Bcl-2 protein translocation from RER to mitochondria was observed in the CEM cell line following exposure to TNF-α. It is known that the nuclear DNA-encoded mitochondrial membrane proteins are synthesized and imported from the RER to the mitochondria. TNF-α induces interaction between the RER and mitochondria and increases autophagy in both CEM and CEM/VLB₁₀₀ cell lines.32 It is unknown whether Bcl-2 translocation occurred to CEM/VLB₁₀₀mitochondria, because total cellular levels of Bcl-2 decreased in the CEM/VLB₁₀₀ cell line after exposure to TNF-α. It has been found that Bcl-2 can be digested in vitro by active caspase-3 and cleaved in vivo after activation of the Fas pathway in CEM cells.39 Therefore, it is possible that Bcl-2 may be digested by caspase-3, which is only activated in the actively apoptotic CEM/VLB₁₀₀ cell line and not in CEM cells (Jia et al, unpublished observations, July 1998). The cleavage of Bcl-2, and subsequent failure to translocate to the mitochondria, may further enhance cytochrome c release, permitting activation of downstream caspases (such as caspase 3) and contribute to amplification of the caspase cascade to ensure the inevitability of cell death.39 This evidence suggests the existence of a feedback loop between Bcl-2 and the caspases.

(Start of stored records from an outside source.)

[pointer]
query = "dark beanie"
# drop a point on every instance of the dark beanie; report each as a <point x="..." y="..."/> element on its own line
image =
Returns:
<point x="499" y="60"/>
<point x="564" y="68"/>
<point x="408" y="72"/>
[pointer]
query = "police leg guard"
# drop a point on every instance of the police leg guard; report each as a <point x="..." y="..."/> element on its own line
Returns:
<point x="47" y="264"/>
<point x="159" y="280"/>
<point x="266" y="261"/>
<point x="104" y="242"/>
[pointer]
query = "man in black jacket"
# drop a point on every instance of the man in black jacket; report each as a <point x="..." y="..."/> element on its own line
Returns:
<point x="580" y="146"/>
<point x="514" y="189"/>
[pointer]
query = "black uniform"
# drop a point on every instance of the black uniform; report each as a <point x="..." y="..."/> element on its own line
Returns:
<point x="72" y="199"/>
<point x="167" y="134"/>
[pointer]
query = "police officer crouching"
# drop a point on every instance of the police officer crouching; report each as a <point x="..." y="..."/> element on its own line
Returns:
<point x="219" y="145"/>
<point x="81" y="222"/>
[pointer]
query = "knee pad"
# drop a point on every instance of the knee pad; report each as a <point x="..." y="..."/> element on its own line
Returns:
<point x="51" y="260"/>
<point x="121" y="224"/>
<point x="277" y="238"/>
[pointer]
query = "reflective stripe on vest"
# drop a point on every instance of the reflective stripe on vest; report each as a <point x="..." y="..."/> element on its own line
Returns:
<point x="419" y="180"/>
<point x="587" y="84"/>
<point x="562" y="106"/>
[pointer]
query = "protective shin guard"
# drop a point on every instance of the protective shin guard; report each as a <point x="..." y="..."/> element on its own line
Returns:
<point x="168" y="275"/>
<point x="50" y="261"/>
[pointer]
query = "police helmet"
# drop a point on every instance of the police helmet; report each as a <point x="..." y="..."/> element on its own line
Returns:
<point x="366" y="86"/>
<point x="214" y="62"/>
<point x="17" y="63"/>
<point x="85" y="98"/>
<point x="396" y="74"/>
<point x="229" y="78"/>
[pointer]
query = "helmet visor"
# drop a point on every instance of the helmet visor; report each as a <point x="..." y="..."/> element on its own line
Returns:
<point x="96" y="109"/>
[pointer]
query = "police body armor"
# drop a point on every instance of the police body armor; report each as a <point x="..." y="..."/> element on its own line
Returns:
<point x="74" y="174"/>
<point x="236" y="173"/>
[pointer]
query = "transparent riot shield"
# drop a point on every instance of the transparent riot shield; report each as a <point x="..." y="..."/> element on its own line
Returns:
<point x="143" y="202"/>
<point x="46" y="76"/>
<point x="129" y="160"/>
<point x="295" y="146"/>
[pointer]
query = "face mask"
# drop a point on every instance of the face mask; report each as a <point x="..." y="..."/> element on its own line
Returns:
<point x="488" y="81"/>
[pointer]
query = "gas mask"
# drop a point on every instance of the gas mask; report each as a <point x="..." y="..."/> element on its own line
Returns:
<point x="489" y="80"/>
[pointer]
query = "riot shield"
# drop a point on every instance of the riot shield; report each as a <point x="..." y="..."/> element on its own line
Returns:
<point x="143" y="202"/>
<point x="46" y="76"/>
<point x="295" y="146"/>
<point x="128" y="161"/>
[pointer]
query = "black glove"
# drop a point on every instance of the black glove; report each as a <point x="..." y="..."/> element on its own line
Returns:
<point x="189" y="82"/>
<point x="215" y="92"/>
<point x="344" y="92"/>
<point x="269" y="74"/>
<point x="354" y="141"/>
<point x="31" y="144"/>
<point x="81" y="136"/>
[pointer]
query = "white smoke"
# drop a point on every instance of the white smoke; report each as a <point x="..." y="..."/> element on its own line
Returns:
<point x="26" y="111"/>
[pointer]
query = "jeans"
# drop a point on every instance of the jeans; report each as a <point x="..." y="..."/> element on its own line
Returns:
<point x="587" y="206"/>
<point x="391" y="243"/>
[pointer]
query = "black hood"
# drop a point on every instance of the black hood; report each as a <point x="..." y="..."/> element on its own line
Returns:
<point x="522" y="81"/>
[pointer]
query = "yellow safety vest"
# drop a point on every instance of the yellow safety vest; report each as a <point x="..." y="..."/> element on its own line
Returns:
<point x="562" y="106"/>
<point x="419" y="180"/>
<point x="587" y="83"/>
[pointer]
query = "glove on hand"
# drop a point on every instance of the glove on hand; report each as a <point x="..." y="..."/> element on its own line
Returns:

Thus, a number of mechanisms may operate to determine the sensitivity of human leukemic cells to apoptotic stimuli. Apart from differing cellular levels of proapoptotic or antiapoptotic proteins of the Bcl-2 family, these proteins may be favorably distributed to permit survival of the cell or may translocate after toxic challenge to facilitate or prevent death. BID, a member of the Bcl-2 family that directly mediates cytochrome c release, has recently been shown to translocate to the mitochondrial membrane,40,41 thus further supporting the concept of intracellular movement of these proteins under conditions of stress. We have described that the ratios of Bcl-2 family death proteins to survival proteins at the whole cell level are different to those in mitochondria. The susceptibility of leukemic cells to TNF-α–induced cytochrome c release may rely predominantly on the death proteins present in mitochondria. Furthermore, cells reset their ratio of mitochondrial Bcl-2 proteins depending on death or survival signaling.